The differing responses were rationalised by the app creators as answers provided on “the basis of probability”. It explained that women’s risk of coronary heart disease “is well known to be different from that of men”, and that “women are almost twice as likely as men to suffer from anxiety disorders”. That would be a satisfying explanation, if this was only about the diagnosis of heart attacks. But whether it be the constant misidentification of endometriosis or something as minor as a headache, women’s genuine pain is consistently seen as amplified or hyperbolised. A “Calm down dear, it’s only an aneurysm” approach to women’s health has seen a culture of misdiagnosis become less scandalous and more boringly anecdotal for most of us.

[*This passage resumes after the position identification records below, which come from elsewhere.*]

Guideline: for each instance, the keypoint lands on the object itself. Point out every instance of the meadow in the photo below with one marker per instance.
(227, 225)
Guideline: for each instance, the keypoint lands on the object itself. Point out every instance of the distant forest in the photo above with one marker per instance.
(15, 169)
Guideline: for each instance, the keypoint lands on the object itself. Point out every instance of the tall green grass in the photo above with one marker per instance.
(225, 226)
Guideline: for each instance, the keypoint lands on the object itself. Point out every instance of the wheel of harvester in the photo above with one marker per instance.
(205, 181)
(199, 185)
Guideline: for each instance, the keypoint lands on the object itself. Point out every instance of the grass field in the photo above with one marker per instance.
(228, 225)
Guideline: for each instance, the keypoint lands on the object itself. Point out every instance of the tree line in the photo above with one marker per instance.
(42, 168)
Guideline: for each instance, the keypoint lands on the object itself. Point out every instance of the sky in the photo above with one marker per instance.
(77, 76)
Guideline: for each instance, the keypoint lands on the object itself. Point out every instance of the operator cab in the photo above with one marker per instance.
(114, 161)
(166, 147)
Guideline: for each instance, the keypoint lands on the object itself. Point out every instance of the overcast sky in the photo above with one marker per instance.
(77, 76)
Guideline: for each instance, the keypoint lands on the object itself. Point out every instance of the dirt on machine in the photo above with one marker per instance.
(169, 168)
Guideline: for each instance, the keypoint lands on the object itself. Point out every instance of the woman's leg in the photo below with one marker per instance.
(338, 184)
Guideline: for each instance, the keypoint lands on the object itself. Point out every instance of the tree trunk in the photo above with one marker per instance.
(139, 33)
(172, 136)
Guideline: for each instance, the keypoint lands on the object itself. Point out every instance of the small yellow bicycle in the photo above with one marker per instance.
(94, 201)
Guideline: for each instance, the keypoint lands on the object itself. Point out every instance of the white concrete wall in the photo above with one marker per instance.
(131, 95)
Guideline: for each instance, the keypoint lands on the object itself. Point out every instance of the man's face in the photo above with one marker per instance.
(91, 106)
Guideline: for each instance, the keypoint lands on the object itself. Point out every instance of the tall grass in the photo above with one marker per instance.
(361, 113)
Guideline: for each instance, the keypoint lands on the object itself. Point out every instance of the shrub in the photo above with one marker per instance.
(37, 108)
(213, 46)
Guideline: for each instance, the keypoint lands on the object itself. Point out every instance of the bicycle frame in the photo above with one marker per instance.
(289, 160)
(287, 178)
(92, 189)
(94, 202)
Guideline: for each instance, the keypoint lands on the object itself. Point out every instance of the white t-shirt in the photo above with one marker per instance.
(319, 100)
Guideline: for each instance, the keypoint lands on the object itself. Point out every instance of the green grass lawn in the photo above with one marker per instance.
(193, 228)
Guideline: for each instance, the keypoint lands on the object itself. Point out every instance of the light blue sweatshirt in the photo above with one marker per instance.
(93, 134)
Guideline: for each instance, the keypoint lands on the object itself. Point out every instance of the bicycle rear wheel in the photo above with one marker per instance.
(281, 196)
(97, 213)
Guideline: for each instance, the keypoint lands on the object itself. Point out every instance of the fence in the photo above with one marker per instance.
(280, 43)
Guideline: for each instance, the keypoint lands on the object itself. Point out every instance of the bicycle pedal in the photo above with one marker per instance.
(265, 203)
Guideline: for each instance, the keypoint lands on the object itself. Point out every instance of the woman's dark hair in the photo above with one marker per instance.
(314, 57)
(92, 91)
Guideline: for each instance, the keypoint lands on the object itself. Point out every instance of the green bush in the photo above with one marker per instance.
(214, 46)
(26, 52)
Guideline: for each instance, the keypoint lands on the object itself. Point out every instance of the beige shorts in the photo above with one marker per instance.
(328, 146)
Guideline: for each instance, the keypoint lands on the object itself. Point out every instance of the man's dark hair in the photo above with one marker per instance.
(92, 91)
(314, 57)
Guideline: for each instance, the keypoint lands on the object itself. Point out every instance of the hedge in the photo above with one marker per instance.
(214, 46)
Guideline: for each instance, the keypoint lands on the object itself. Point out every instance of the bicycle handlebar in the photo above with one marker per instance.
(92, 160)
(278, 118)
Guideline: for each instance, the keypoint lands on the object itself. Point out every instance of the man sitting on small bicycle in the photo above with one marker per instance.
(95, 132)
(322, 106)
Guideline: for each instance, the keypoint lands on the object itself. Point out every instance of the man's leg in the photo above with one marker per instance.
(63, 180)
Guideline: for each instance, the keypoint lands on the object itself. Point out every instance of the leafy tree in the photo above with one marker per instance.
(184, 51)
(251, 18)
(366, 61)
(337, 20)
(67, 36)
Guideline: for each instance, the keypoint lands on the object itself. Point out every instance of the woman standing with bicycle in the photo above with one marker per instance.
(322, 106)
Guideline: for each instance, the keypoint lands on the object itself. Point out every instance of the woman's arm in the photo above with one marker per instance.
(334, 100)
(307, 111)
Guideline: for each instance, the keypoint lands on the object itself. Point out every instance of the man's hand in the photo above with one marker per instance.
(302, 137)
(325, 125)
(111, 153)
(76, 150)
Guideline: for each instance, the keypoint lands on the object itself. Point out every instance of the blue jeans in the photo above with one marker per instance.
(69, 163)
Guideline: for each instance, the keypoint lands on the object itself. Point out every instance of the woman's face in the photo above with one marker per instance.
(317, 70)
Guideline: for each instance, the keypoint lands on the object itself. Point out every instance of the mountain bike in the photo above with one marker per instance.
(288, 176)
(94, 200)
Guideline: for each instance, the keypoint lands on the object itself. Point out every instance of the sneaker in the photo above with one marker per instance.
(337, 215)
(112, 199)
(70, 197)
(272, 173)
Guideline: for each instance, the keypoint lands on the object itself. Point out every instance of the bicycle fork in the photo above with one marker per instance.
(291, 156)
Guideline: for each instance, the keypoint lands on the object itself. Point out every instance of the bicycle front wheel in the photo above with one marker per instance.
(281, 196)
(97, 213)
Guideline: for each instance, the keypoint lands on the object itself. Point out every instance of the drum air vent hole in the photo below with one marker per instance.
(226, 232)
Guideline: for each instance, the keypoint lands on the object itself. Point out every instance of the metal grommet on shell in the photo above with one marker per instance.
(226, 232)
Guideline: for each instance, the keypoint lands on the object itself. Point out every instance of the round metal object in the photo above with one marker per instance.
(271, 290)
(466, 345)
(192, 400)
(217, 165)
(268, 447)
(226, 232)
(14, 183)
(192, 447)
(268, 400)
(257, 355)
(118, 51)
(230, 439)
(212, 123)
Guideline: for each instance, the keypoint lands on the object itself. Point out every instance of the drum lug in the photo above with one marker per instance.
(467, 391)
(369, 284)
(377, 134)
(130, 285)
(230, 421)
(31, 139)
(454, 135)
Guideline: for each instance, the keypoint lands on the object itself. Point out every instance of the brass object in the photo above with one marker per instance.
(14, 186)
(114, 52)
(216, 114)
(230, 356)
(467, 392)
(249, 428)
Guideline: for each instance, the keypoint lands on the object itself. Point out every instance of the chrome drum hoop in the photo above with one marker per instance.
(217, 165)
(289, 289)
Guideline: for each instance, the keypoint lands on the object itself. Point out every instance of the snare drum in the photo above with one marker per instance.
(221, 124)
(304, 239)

Black women, in particular, have been shown to be perceived as harbouring otherworldly high pain thresholds, making frequent, flustered pleas for symptoms to be taken seriously a practical rite of passage. It is perhaps the only area in which our ability is actually grossly overestimated.

Though the 19th-century hysteria diagnosis has long been scrapped from medical books, it lives on in the refusal to provide adequate diagnosis and pain relief for women. According to research from 2016, period pain can be as debilitating as a heart attack, but I can’t imagine expecting someone suffering from the latter to get by on a hot water bottle and paracetamol.